VNX-TF-001 – Terraform AWS S3 Bucket with Public ACL
Overview
This rule flags Terraform .tf files where an S3 bucket resource is configured with acl = "public-read" or acl = "public-read-write". These ACL values instruct AWS to grant read or full access to the bucket and all of its objects to any anonymous internet user, without any authentication required.
S3 buckets with public ACLs have been the source of some of the largest data breaches in cloud computing history. Misconfigured buckets containing customer records, application backups, internal documentation, and cryptographic keys have been exposed to the internet, often without the owning organization’s knowledge. AWS has introduced multiple safeguards over the years specifically because this misconfiguration is so common and so harmful.
This rule corresponds to CWE-200: Exposure of Sensitive Information to an Unauthorized Actor.
Severity: High | CWE: CWE-200 – Exposure of Sensitive Information to an Unauthorized Actor
Why This Matters
S3 buckets are used throughout AWS-based applications as the de facto storage layer for user uploads, application logs, static assets, data lake storage, database backups, and deployment artifacts. A bucket that is accidentally made public exposes every object in it to the entire internet, often including objects that were never intended to be public at all — log files, configuration backups, database dumps, and private user content.
An attacker who discovers a public bucket using automated scanning tools (which continuously probe AWS for misconfigured resources) can enumerate all objects in the bucket using the S3 list operation and download any or all of them without authentication. Because S3 access does not generate application-level logs by default (only S3 server access logs, if enabled), many organizations discover breaches months after the data was exfiltrated.
The public-read-write ACL is particularly dangerous: it allows anyone on the internet to not only read existing objects but also upload new objects to the bucket, potentially hosting malware, defacement content, or using the bucket’s bandwidth for distribution.
What Gets Flagged
The rule matches .tf files containing acl = "public-read" or acl = "public-read-write".
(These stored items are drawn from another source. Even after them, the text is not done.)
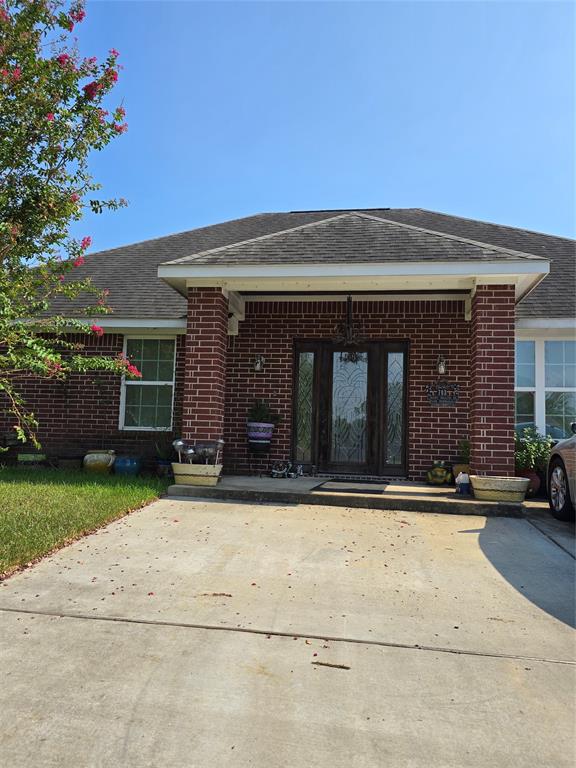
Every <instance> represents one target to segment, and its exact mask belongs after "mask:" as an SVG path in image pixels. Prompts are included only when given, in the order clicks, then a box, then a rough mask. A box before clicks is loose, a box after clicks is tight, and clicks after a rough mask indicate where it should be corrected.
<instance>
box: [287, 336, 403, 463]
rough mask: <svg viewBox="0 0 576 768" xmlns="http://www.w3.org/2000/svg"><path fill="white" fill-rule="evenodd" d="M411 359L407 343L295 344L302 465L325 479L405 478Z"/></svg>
mask: <svg viewBox="0 0 576 768" xmlns="http://www.w3.org/2000/svg"><path fill="white" fill-rule="evenodd" d="M407 351H408V350H407V345H406V343H403V342H400V343H388V342H376V341H374V342H368V343H365V344H360V345H357V346H345V345H338V344H334V343H332V342H330V341H315V342H301V343H297V344H296V349H295V353H296V354H295V360H296V370H295V386H294V400H295V402H294V425H293V427H294V429H293V435H294V446H293V454H294V456H295V459H296V461H297V462H298V463H299V464H304V465H305V466H307V467H308V466H312V465H313V466H316V467H317V468H318V470H319V471H322V472H333V473H353V474H371V475H404V474H406V383H407V382H406V378H407V377H406V373H407V365H406V364H407V357H408V355H407Z"/></svg>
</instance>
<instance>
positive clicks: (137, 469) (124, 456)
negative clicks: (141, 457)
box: [114, 456, 142, 475]
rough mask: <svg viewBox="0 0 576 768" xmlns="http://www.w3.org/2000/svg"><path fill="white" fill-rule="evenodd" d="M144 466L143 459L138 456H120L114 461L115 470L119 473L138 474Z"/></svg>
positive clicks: (116, 458)
mask: <svg viewBox="0 0 576 768" xmlns="http://www.w3.org/2000/svg"><path fill="white" fill-rule="evenodd" d="M141 467H142V461H141V460H140V459H138V458H136V456H118V457H117V458H116V461H115V462H114V472H115V473H116V474H117V475H137V474H138V472H140V469H141Z"/></svg>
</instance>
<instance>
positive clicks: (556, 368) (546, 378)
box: [546, 364, 564, 387]
mask: <svg viewBox="0 0 576 768" xmlns="http://www.w3.org/2000/svg"><path fill="white" fill-rule="evenodd" d="M546 386H547V387H563V386H564V366H562V365H556V364H554V365H549V364H546Z"/></svg>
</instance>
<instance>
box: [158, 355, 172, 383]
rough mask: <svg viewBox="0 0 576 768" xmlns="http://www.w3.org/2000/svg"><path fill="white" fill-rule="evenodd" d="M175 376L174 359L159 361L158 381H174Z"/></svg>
mask: <svg viewBox="0 0 576 768" xmlns="http://www.w3.org/2000/svg"><path fill="white" fill-rule="evenodd" d="M173 378H174V359H172V360H159V361H158V381H172V379H173Z"/></svg>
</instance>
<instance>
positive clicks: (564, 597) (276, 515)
mask: <svg viewBox="0 0 576 768" xmlns="http://www.w3.org/2000/svg"><path fill="white" fill-rule="evenodd" d="M574 565H575V561H574V559H573V558H572V557H571V556H570V554H569V553H568V552H567V551H565V549H562V548H561V547H560V546H558V545H557V544H556V543H555V542H554V541H553V540H552V539H551V538H550V537H549V536H548V535H546V533H545V532H543V531H541V530H539V529H538V528H536V527H535V526H534V525H533V524H532V523H531V522H529V521H526V520H515V519H505V518H492V519H490V518H488V519H485V518H481V517H460V516H451V515H450V516H439V515H425V514H419V513H394V512H382V511H370V510H360V509H354V510H348V509H345V508H330V507H319V506H314V507H306V506H287V507H278V506H273V505H248V504H246V505H242V504H233V503H216V502H206V503H203V502H191V501H176V500H163V501H160V502H157V503H155V504H153V505H151V506H149V507H147V508H146V509H143V510H141V511H139V512H137V513H135V514H133V515H130V516H129V517H127V518H124V519H123V520H121V521H119V522H117V523H115V524H112V525H110V526H109V527H107V528H106V529H103V530H102V531H100V532H99V533H97V534H95V535H93V536H90V537H88V538H86V539H84V540H83V541H81V542H78V543H77V544H75V545H73V546H71V547H68V548H67V549H65V550H62V551H61V552H60V553H58V554H56V555H54V556H53V557H51V558H48V559H47V560H45V561H43V562H42V563H40V564H38V565H37V566H35V567H34V568H31V569H30V570H28V571H25V572H23V573H21V574H19V575H17V576H15V577H13V578H11V579H9V580H7V581H6V582H4V583H3V585H2V586H0V621H1V622H2V629H1V634H0V637H1V640H0V652H1V657H0V663H1V668H2V670H3V685H2V686H1V687H0V726H1V741H0V754H1V755H2V763H3V764H6V765H10V766H11V768H18V767H20V766H22V768H24V766H26V768H35V767H36V766H58V768H62V767H63V766H64V767H66V768H68V766H70V767H72V766H74V768H77V767H78V766H90V768H92V766H102V767H104V766H106V768H109V767H110V766H122V767H123V766H138V768H144V767H148V766H158V768H160V767H161V768H172V767H178V768H180V767H181V766H182V768H184V767H186V768H205V767H206V768H208V767H210V768H212V767H217V768H221V767H225V766H235V767H239V768H244V766H246V767H248V766H254V768H264V767H266V768H284V767H286V768H288V767H289V766H290V768H292V767H293V766H295V767H296V768H300V767H302V768H315V767H316V766H318V767H320V766H321V767H322V768H328V766H331V767H334V768H340V767H342V768H344V767H345V768H365V767H366V768H368V767H370V768H376V767H378V768H379V767H380V766H391V768H401V767H402V768H403V767H404V766H406V767H407V768H408V767H410V768H436V767H437V768H450V767H452V766H453V767H454V768H465V767H466V766H478V767H479V766H482V767H483V768H484V767H485V766H488V765H489V766H491V768H500V767H501V766H510V767H512V766H513V767H514V768H522V767H523V766H526V767H527V766H530V768H533V767H534V766H540V765H543V766H544V765H545V766H555V768H557V767H558V768H559V767H560V766H570V767H572V766H573V764H574V760H575V757H576V755H575V750H574V726H573V723H574V714H575V712H574V694H575V691H576V679H575V678H576V675H575V673H576V666H575V662H574V660H575V643H574V630H573V625H574Z"/></svg>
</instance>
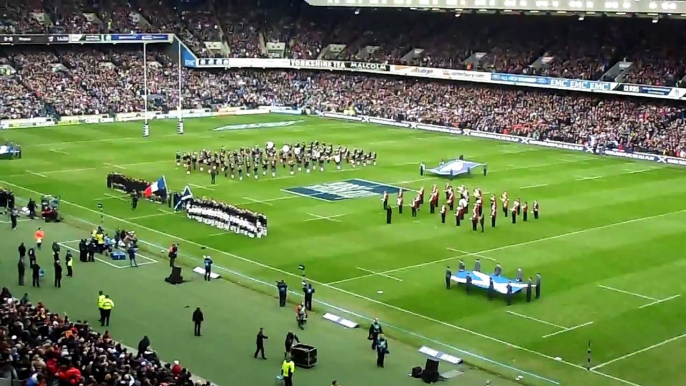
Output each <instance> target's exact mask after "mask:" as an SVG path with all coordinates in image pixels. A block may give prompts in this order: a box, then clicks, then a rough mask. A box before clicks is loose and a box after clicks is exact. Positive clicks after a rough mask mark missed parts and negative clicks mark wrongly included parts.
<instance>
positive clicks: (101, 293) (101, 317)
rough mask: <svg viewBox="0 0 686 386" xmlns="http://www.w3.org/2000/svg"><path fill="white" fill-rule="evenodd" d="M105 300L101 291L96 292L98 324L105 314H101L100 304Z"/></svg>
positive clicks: (101, 319) (100, 304)
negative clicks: (99, 315)
mask: <svg viewBox="0 0 686 386" xmlns="http://www.w3.org/2000/svg"><path fill="white" fill-rule="evenodd" d="M103 300H105V295H104V294H103V293H102V291H100V292H98V311H99V312H100V319H98V322H100V323H102V318H103V315H104V314H105V313H104V312H102V302H103Z"/></svg>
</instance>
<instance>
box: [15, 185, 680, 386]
mask: <svg viewBox="0 0 686 386" xmlns="http://www.w3.org/2000/svg"><path fill="white" fill-rule="evenodd" d="M3 182H4V183H5V184H6V185H9V186H14V187H15V188H19V189H22V190H24V191H26V192H30V193H33V194H35V195H41V196H42V195H44V194H43V193H41V192H38V191H36V190H33V189H28V188H25V187H23V186H21V185H17V184H13V183H9V182H7V181H3ZM62 203H64V204H66V205H71V206H74V207H76V208H80V209H81V210H85V211H88V212H91V213H94V214H98V215H100V212H98V211H97V210H94V209H91V208H86V207H85V206H82V205H79V204H76V203H72V202H69V201H67V200H62ZM683 212H686V209H685V210H680V211H676V212H670V213H664V214H661V215H656V216H649V217H643V218H638V219H635V220H629V221H626V222H624V223H630V222H635V221H641V220H646V219H650V218H657V217H663V216H667V215H673V214H677V213H683ZM104 216H105V217H108V218H111V219H113V220H117V221H119V222H122V223H127V224H130V225H133V226H136V227H138V228H140V229H145V230H146V231H148V232H151V233H156V234H159V235H162V236H165V237H168V238H170V239H174V240H179V241H182V242H183V243H185V244H189V245H195V246H198V247H205V248H206V249H208V250H211V251H214V252H216V253H220V254H223V255H226V256H229V257H232V258H234V259H237V260H240V261H243V262H246V263H249V264H253V265H256V266H258V267H261V268H264V269H268V270H271V271H274V272H278V273H281V274H283V275H286V276H290V277H295V278H298V279H300V278H301V277H300V275H298V274H295V273H292V272H288V271H285V270H283V269H279V268H276V267H272V266H270V265H267V264H264V263H260V262H258V261H254V260H250V259H248V258H245V257H242V256H238V255H235V254H232V253H229V252H226V251H222V250H219V249H216V248H212V247H209V246H206V245H203V244H200V243H197V242H194V241H190V240H186V239H183V238H180V237H177V236H174V235H170V234H168V233H165V232H162V231H159V230H157V229H153V228H150V227H146V226H144V225H140V224H138V223H135V222H132V221H128V220H125V219H122V218H119V217H116V216H112V215H109V214H105V215H104ZM618 224H619V223H617V224H614V225H618ZM610 225H613V224H610ZM591 229H594V228H591ZM577 233H579V232H577ZM382 273H384V274H386V273H387V272H382ZM310 281H311V282H312V283H314V284H318V285H321V286H323V287H326V288H329V289H331V290H334V291H338V292H341V293H344V294H346V295H349V296H352V297H355V298H358V299H362V300H365V301H367V302H370V303H373V304H377V305H380V306H383V307H386V308H389V309H392V310H394V311H397V312H400V313H404V314H407V315H411V316H414V317H417V318H419V319H424V320H426V321H429V322H432V323H435V324H438V325H442V326H444V327H448V328H452V329H454V330H458V331H462V332H464V333H467V334H470V335H474V336H477V337H480V338H482V339H485V340H489V341H492V342H495V343H498V344H501V345H504V346H507V347H509V348H512V349H515V350H520V351H524V352H527V353H529V354H532V355H536V356H538V357H541V358H545V359H547V360H550V361H553V362H556V363H561V364H564V365H566V366H569V367H573V368H576V369H579V370H583V371H585V372H588V371H589V370H588V369H586V368H585V367H584V366H582V365H579V364H576V363H572V362H567V361H564V360H557V359H556V358H554V357H552V356H550V355H547V354H544V353H541V352H538V351H535V350H532V349H529V348H526V347H522V346H519V345H516V344H514V343H510V342H507V341H504V340H501V339H498V338H494V337H492V336H489V335H486V334H482V333H480V332H477V331H474V330H470V329H468V328H465V327H460V326H457V325H454V324H450V323H448V322H445V321H442V320H438V319H435V318H432V317H430V316H426V315H422V314H419V313H416V312H413V311H410V310H406V309H404V308H401V307H398V306H394V305H392V304H388V303H384V302H382V301H379V300H376V299H372V298H369V297H366V296H363V295H360V294H357V293H355V292H351V291H347V290H344V289H342V288H339V287H335V286H332V285H330V284H327V283H323V282H320V281H316V280H310ZM591 371H592V372H593V373H594V374H597V375H599V376H602V377H605V378H608V379H612V380H615V381H617V382H621V383H624V384H627V385H630V386H640V385H638V384H637V383H634V382H631V381H627V380H626V379H622V378H618V377H615V376H613V375H610V374H606V373H602V372H599V371H595V370H591Z"/></svg>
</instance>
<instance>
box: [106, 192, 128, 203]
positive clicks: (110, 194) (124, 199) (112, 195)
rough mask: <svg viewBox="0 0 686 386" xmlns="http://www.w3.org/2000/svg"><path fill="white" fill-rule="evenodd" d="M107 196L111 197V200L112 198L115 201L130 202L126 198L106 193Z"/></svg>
mask: <svg viewBox="0 0 686 386" xmlns="http://www.w3.org/2000/svg"><path fill="white" fill-rule="evenodd" d="M105 196H107V197H109V198H112V199H115V200H122V201H128V200H127V199H125V198H124V197H121V196H115V195H114V194H110V193H105Z"/></svg>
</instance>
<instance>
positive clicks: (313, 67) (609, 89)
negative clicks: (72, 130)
mask: <svg viewBox="0 0 686 386" xmlns="http://www.w3.org/2000/svg"><path fill="white" fill-rule="evenodd" d="M172 42H176V43H177V44H178V42H179V39H178V38H177V37H176V36H175V35H173V34H69V35H66V34H61V35H39V34H36V35H31V34H24V35H0V45H19V44H120V43H127V44H135V43H138V44H140V43H172ZM176 48H178V47H176ZM181 56H182V57H181V60H182V62H183V65H184V66H186V67H191V68H232V67H233V68H280V69H296V70H297V69H312V70H330V71H350V72H367V73H383V74H392V75H397V76H406V77H414V78H431V79H444V80H453V81H461V82H477V83H491V84H504V85H512V86H521V87H536V88H546V89H555V90H568V91H579V92H592V93H601V94H614V95H631V96H637V97H646V98H657V99H669V100H684V99H686V88H678V87H663V86H649V85H638V84H626V83H617V82H602V81H592V80H577V79H563V78H551V77H545V76H533V75H517V74H498V73H495V74H492V73H488V72H479V71H467V70H455V69H452V70H451V69H444V68H432V67H419V66H407V65H395V64H388V63H367V62H356V61H339V60H311V59H253V58H212V59H198V58H197V57H196V56H195V55H194V54H193V53H192V52H191V51H190V50H189V49H188V47H186V46H185V45H183V44H181ZM624 64H625V65H627V66H630V65H631V63H628V62H626V63H624Z"/></svg>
# FLAGGED: public-read ACL exposes all objects to the internet
resource "aws_s3_bucket" "uploads" {
bucket = "my-app-uploads"
acl = "public-read"
}
# FLAGGED: public-read-write allows unauthenticated uploads
resource "aws_s3_bucket" "assets" {
bucket = "my-app-assets"
acl = "public-read-write"
}
Remediation
- Remove the public ACL and use
aws_s3_bucket_public_access_blockto block all public access. This is the recommended approach for any bucket that should not be publicly accessible:
# SAFE: private bucket with all public access blocked
resource "aws_s3_bucket" "uploads" {
bucket = "my-app-uploads"
}
resource "aws_s3_bucket_public_access_block" "uploads" {
bucket = aws_s3_bucket.uploads.id
block_public_acls = true
block_public_policy = true
ignore_public_acls = true
restrict_public_buckets = true
}
- For static website hosting, use CloudFront with an Origin Access Control instead of a public bucket. This serves content publicly via CloudFront while keeping the bucket private:
# SAFE: serve via CloudFront OAC — bucket remains private
resource "aws_cloudfront_origin_access_control" "default" {
name = "my-oac"
origin_access_control_origin_type = "s3"
signing_behavior = "always"
signing_protocol = "sigv4"
}
- Use pre-signed URLs for temporary public access to specific objects. Rather than making a bucket or its objects permanently public, generate short-lived signed URLs for legitimate user downloads.